In the city, the population was spread out, with 22.9% under the age of 18, 10.8% from 18 to 24, 27.8% from 25 to 44, 24.9% from 45 to 64, and 13.6% who were 65 years of age or older. The median age was 38 years. For every 100 females, there were 105.8 males. For every 100 females age 18 and over, there were 94.0 males.

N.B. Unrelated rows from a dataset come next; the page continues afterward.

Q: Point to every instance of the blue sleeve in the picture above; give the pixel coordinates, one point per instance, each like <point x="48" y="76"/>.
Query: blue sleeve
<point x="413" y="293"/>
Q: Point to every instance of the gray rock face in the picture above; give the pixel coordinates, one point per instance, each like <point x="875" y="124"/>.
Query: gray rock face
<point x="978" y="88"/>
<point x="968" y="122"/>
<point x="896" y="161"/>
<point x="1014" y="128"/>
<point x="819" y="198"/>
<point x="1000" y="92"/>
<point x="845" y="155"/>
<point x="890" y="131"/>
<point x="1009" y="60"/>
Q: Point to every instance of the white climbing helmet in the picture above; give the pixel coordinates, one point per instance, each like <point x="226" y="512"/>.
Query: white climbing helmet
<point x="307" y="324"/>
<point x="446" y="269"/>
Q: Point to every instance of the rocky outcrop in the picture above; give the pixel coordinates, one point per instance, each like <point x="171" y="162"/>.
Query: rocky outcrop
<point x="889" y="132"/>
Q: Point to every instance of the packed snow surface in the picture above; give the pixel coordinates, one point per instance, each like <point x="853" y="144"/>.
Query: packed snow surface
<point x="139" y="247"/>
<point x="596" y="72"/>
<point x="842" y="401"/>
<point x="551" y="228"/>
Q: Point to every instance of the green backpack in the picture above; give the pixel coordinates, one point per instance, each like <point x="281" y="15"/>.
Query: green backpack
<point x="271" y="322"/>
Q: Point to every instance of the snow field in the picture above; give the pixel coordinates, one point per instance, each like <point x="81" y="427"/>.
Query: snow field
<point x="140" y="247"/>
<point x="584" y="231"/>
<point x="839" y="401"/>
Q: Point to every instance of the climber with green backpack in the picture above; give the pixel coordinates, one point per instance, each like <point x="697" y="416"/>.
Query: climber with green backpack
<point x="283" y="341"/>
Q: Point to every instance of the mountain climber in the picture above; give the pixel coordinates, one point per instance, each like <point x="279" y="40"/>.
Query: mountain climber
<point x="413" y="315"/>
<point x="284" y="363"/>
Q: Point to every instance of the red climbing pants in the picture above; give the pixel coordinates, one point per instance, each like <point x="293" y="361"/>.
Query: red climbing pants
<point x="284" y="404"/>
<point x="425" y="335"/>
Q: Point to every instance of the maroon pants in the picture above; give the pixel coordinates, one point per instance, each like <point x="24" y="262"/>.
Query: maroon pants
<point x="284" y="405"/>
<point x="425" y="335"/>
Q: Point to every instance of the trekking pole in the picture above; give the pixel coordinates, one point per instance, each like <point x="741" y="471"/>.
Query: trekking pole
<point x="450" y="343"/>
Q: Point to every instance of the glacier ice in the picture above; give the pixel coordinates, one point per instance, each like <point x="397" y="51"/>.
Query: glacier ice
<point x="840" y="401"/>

The median income for a household in the city was $30,855, and the median income for a family was $37,841. Males had a median income of $27,386 versus $17,308 for females. The per capita income for the city was $13,355. About 10.0% of families and 16.5% of the population were below the poverty line, including 22.4% of those under age 18 and 14.0% of those age 65 or over.

Historical population
| Census | Pop. | Note | %± |
| 1910 | 404 |  | — |
| 1920 | 529 |  | 30.9% |
| 1930 | 532 |  | 0.6% |
| 1940 | 517 |  | −2.8% |
| 1950 | 550 |  | 6.4% |
| 1960 | 468 |  | −14.9% |
| 1970 | 507 |  | 8.3% |
| 1980 | 1,009 |  | 99.0% |
| 1990 | 934 |  | −7.4% |
| 2000 | 881 |  | −5.7% |
| 2010 | 924 |  | 4.9% |
| 2020 | 886 |  | −4.1% |
U.S. Decennial Census

==Education==
It is in the Pulaski County School District.